Sunday, March 22, 2015

Temples Aren't Scary

Living in a foreign country for two years has changed me a lot. I think I've changed more over the last two years in Japan than I changed all four years of college. And college changed me a lot! There's too many things to list, but one thing that Japan changed about me is I'm no longer uncomfortable around temples, shrines, or religious works of art.

Sure, I've seen paintings of saints before. You can't throw a brick in most of Europe without hitting some centuries-old cathedral. And all art museums are pretty much divided into art depicting Greek mythology and paintings of the Virgin Mary.

But it's all Christian, of course. (And Greek pagan, but we don't count those as idols because ART. Also white people did them.)

"As it should be!" a lot of my friends could counteract. Yeah, I suppose. When I was a kid I felt really weird looking at any depictions of deities or religious figures that weren't Christian. Those were weird idols and maybe they were evil too.

I guess if anyone had asked me I would have said that 90% of the world religions were worshiping thin air. But it was always possible that demons might muck things up just because.

Coming to Japan was the first time I'd been in a country were all the cool cultural stuff was part of a non-Christian religion. Everything's either Shinto and Buddhist. Luckily, by this point was I was adult enough to appreciate temples and shrines for their aesthetic appeal and not be put off by the fact I didn't share that culture.

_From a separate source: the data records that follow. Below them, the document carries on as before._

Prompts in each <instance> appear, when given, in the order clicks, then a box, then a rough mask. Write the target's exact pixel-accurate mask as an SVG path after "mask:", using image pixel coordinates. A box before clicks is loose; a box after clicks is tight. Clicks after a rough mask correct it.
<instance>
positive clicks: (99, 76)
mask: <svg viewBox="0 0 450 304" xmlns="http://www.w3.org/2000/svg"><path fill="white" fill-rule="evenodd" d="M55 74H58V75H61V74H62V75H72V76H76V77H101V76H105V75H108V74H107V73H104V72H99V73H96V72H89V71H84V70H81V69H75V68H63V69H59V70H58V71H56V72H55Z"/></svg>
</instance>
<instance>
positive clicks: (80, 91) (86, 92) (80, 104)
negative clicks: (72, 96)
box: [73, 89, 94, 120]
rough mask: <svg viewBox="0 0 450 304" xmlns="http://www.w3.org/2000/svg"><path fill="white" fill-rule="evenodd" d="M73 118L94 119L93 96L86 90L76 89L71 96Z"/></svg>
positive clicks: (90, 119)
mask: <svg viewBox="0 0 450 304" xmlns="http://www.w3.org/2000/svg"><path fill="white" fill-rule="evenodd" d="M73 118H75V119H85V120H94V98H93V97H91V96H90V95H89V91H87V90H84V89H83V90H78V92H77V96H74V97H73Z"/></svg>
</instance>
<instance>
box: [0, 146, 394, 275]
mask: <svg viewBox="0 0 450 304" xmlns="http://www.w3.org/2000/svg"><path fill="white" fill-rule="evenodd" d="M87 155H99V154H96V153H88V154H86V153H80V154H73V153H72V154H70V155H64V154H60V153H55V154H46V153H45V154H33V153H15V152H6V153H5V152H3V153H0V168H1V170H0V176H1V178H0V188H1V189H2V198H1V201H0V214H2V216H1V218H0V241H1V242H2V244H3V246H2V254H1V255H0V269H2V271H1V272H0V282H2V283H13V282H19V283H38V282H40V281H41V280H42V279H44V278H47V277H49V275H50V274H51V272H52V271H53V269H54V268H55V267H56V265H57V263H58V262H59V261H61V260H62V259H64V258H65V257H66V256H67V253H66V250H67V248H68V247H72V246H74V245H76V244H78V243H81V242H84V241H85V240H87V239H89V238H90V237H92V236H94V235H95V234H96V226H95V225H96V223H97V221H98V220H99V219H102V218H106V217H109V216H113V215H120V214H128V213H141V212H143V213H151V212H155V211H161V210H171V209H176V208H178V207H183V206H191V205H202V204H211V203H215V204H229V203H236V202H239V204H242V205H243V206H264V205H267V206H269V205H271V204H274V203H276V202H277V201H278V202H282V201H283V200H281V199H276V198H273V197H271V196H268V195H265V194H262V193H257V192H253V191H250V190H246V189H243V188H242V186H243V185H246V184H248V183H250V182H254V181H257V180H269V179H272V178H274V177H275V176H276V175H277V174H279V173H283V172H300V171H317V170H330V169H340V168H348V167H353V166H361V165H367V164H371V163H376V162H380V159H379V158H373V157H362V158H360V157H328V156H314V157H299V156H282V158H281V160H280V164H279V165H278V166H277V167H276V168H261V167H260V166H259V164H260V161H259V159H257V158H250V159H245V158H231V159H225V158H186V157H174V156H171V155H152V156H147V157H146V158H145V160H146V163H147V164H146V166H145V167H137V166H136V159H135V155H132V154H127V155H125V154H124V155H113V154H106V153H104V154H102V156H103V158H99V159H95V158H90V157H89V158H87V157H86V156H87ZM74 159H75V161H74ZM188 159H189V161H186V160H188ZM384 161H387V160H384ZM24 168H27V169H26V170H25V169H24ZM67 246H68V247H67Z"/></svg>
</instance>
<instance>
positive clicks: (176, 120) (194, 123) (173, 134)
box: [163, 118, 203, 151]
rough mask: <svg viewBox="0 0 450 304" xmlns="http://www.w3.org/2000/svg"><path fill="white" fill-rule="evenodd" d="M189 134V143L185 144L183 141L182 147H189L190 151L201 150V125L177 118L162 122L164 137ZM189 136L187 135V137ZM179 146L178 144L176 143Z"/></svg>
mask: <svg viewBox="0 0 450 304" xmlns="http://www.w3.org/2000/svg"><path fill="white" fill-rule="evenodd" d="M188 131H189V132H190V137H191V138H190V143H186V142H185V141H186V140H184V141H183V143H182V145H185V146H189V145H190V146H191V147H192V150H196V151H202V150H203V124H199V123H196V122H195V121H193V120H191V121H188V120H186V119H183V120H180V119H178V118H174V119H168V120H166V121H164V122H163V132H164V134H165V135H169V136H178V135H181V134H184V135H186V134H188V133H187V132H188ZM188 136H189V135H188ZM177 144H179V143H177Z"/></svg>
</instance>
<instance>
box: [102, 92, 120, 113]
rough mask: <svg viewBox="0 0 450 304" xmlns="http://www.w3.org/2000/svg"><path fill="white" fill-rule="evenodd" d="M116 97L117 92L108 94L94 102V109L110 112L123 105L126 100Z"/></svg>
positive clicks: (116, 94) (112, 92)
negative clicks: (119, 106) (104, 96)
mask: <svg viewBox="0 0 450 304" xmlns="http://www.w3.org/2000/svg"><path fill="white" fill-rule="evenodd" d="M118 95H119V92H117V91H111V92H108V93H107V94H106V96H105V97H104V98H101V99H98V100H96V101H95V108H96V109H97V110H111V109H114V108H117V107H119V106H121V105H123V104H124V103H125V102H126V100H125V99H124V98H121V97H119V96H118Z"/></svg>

Still, at the beginning I felt a little awkward. I went to a shrine on new year's and wondered if it would be sacrilegious to throw a 5 yen coin into a little box because that was a pagan ceremony. I still did it but felt weird at the same time.

Then after about a year, I realized that I had stopped feeling weird. The atmosphere of the little shrines was simply a part of what I loved about Japan. Seeing them tucked away into the city, going there for festivals and getting a paper fortune. There was absolutely nothing to be afraid of. The only power was the power of tradition--which for real can be powerful and scary--and I could appreciate it without guilt.

Honestly, even though I felt uncomfortable around religious symbols in the past, that wasn't limited to non-Christian ones. I felt so awkward seeing a blue-eyed Jesus staring soulfully at me from someone's wall. And seeing an artfully draped near-nude emaciated corpse held up for veneration in a cathedral. Gives me the creeps.

So now my opinion on religious places is they have exactly as much power as people give them. If your faith is strong, I don't think appreciating a different religion will really affect you. (And if you're a skeptic to start with, you won't be jumping at shadows.)

I don't think Japan is a "dark" country or a "spiritually oppressed" country. It is a strongly secular country. Which means that most people value religion as part of their culture and not as something that tells them exactly how to live their life. Which honestly I like. No one's raised an eyebrow when I say I go to church. (They usually just ask me "Are you protestant or catholic?" which is hard to answer....There's a lot more than just two, guys!) The important thing is getting along with your friends and coworkers.

There's lots of different folks in the world, but that's what makes it interesting. Honestly I feel much more out of place when talking to people who hail from the Bible Belt portion of America. "You believe....What?" But this is a culture too. It's not my culture, but that's why I have to learn about it respectfully and not go in with a perspective of fear.

So this is how my view of religion changed in Japan. I'm really glad I got this chance to live in a foreign country!